Set i = λ − 1 for (8), we have

$${\pi }_1=\left(\frac{{\lambda }^{\lambda -1}}{(\lambda -1)!}+\frac{{\lambda }^{\lambda -2}}{(\lambda -2)!}\right){\pi }_{\lambda }$$ (9)

Based on (2) and (9),

$${\pi }_0=\frac{\lambda }{2\lambda -1}\left(\frac{{\lambda }^{\lambda -1}}{(\lambda -1)!}+\frac{{\lambda }^{\lambda -2}}{(\lambda -2)!}\right){\pi }_{\lambda }=\frac{{\lambda }^{\lambda -1}}{(\lambda -1)!}{\pi }_{\lambda }$$ (10)

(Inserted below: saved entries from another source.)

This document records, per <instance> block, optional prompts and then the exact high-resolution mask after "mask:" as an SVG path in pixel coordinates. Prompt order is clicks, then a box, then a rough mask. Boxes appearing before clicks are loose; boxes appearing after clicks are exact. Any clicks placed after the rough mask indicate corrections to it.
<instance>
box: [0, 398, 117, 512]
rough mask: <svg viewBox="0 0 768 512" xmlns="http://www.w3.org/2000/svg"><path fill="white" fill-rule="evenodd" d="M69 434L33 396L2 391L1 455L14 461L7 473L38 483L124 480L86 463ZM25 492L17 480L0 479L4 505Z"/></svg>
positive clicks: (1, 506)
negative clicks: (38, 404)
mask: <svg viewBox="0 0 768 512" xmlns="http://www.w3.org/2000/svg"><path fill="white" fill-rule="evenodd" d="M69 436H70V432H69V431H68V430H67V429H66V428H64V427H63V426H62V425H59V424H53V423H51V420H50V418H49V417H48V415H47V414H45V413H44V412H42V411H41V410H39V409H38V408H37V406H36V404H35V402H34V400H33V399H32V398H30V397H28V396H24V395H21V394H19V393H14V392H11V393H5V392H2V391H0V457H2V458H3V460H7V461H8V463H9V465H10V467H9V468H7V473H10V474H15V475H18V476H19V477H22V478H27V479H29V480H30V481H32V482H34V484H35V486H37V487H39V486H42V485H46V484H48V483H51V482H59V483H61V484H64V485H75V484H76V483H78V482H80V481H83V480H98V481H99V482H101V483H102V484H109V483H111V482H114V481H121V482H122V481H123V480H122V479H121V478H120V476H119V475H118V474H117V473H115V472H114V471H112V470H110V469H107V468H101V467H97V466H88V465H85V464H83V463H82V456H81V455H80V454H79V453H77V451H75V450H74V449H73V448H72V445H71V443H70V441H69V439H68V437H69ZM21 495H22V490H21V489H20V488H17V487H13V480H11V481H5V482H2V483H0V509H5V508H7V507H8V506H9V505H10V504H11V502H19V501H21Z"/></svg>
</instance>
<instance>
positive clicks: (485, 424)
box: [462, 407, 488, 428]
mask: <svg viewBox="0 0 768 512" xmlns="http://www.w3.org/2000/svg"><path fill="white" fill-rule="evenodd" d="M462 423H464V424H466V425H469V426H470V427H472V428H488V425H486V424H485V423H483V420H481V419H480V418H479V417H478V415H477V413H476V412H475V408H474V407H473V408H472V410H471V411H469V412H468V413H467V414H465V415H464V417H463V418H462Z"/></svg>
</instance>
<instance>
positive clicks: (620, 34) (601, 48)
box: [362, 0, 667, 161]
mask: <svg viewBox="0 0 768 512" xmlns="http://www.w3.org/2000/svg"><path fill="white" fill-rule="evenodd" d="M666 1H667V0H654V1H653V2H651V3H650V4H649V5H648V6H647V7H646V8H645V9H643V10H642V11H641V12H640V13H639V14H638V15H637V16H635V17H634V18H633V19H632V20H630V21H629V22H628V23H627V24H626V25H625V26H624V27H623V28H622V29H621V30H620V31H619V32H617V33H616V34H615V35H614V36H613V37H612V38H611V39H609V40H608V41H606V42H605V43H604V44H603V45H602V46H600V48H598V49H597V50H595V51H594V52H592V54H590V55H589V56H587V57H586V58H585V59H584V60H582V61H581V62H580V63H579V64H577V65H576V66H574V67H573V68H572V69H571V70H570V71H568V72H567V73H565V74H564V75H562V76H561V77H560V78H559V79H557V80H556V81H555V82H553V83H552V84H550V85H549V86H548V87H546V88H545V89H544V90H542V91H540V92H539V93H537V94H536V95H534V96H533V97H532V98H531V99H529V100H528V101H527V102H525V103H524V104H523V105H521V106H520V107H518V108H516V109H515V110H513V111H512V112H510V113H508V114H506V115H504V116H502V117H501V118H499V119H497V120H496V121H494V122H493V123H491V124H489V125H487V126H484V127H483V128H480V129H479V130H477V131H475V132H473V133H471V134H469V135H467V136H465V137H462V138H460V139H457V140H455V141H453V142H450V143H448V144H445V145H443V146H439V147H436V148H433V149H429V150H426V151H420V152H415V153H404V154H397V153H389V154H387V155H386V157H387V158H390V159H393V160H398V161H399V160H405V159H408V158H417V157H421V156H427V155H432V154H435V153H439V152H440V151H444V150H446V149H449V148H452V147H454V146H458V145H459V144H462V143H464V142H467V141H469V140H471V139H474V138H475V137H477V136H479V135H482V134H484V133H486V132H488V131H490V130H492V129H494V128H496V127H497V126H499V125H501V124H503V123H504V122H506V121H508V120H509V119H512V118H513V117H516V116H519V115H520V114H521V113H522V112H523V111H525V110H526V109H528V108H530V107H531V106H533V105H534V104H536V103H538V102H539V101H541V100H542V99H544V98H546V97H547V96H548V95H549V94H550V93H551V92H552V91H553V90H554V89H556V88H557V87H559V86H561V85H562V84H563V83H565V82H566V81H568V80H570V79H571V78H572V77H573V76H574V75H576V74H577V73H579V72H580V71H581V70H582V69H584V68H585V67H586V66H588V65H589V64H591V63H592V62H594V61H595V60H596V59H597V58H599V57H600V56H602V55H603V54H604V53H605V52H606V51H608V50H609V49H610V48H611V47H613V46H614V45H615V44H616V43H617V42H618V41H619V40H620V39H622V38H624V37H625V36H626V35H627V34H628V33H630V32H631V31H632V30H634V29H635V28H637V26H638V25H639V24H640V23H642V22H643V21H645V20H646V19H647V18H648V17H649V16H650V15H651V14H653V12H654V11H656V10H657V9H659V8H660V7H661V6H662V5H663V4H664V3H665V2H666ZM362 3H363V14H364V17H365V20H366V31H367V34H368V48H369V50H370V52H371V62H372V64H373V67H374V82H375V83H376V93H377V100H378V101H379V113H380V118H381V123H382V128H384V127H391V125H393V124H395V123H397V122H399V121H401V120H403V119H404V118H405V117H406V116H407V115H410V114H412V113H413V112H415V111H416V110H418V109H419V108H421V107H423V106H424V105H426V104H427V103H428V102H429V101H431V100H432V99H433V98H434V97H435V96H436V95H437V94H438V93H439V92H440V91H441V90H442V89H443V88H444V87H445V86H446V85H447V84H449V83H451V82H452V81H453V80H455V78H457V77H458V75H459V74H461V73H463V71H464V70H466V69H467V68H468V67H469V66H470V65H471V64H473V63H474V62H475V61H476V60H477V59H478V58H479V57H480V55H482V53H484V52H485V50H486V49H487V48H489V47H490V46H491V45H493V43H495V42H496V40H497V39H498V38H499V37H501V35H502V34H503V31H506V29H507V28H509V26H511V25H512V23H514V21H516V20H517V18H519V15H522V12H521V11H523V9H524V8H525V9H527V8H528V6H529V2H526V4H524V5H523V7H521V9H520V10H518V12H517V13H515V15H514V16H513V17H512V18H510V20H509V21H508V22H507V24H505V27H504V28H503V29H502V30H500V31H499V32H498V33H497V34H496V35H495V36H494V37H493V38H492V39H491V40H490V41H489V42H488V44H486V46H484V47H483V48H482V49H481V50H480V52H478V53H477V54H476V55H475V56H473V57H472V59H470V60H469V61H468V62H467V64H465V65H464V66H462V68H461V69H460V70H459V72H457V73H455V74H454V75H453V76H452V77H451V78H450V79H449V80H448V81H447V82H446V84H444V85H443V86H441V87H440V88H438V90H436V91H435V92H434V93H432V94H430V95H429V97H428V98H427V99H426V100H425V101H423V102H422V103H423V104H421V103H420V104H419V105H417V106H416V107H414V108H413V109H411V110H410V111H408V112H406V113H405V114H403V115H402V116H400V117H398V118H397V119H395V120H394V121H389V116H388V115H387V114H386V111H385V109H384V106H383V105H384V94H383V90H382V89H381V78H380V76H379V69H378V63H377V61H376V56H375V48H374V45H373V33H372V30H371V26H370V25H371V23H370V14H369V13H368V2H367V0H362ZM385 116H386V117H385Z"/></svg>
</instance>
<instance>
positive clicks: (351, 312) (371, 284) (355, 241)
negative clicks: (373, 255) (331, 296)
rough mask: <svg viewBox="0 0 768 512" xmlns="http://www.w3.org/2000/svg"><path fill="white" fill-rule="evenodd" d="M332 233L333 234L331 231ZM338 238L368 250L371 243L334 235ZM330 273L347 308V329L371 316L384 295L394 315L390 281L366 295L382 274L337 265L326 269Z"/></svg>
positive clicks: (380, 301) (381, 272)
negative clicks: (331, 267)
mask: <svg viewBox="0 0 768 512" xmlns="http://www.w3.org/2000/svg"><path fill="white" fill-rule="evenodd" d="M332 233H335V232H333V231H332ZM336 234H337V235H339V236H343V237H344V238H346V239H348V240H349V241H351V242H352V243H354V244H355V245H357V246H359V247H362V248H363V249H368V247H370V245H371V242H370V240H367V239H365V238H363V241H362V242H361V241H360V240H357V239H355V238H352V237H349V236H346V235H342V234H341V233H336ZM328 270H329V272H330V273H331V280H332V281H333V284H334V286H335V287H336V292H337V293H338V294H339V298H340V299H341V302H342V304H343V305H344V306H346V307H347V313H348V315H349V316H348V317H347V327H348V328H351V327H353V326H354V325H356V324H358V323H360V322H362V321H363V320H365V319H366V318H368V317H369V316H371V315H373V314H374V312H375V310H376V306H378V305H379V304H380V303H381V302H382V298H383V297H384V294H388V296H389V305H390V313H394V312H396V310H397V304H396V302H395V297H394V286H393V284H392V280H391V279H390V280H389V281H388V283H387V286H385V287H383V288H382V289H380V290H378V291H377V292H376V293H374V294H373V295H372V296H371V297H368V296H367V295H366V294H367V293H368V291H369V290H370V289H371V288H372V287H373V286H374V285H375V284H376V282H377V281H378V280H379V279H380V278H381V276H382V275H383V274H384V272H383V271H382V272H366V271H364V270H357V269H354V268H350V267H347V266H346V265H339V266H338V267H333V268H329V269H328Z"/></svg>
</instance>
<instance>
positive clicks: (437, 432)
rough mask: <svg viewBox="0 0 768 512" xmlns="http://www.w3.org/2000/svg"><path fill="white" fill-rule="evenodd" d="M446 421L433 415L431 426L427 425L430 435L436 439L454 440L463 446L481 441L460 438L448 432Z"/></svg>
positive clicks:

Under the condition of ${\displaystyle \sum _{i=0}^{\lambda }}{\pi }_i=1$,

$$\begin{array}{l}\left[\frac{{\lambda }^0}{0!}+(\frac{{\lambda }^1}{1!}+\frac{{\lambda }^0}{0!})+(\frac{{\lambda }^2}{2!}+\frac{{\lambda }^1}{1!})+\dots +\left(\frac{{\lambda }^{\lambda -1}}{(\lambda -1)!}+\frac{{\lambda }^{\lambda -2}}{(\lambda -2)!}\right)+\frac{{\lambda }^{\lambda -1}}{(\lambda -1)!}\right]{\pi }_{\lambda }=1\\ {\pi }_{\lambda }=\frac{1}{2}{\left(\sum _{i=0}^{\lambda -1}\frac{{\lambda }^i}{i!}\right)}^{-1}\end{array}$$ (11)

For a given value of λ, the steady-state probability vector π = {π₀, π₁, π₂, · · ·, π_λ} can be obtained from (11), (10) and (8).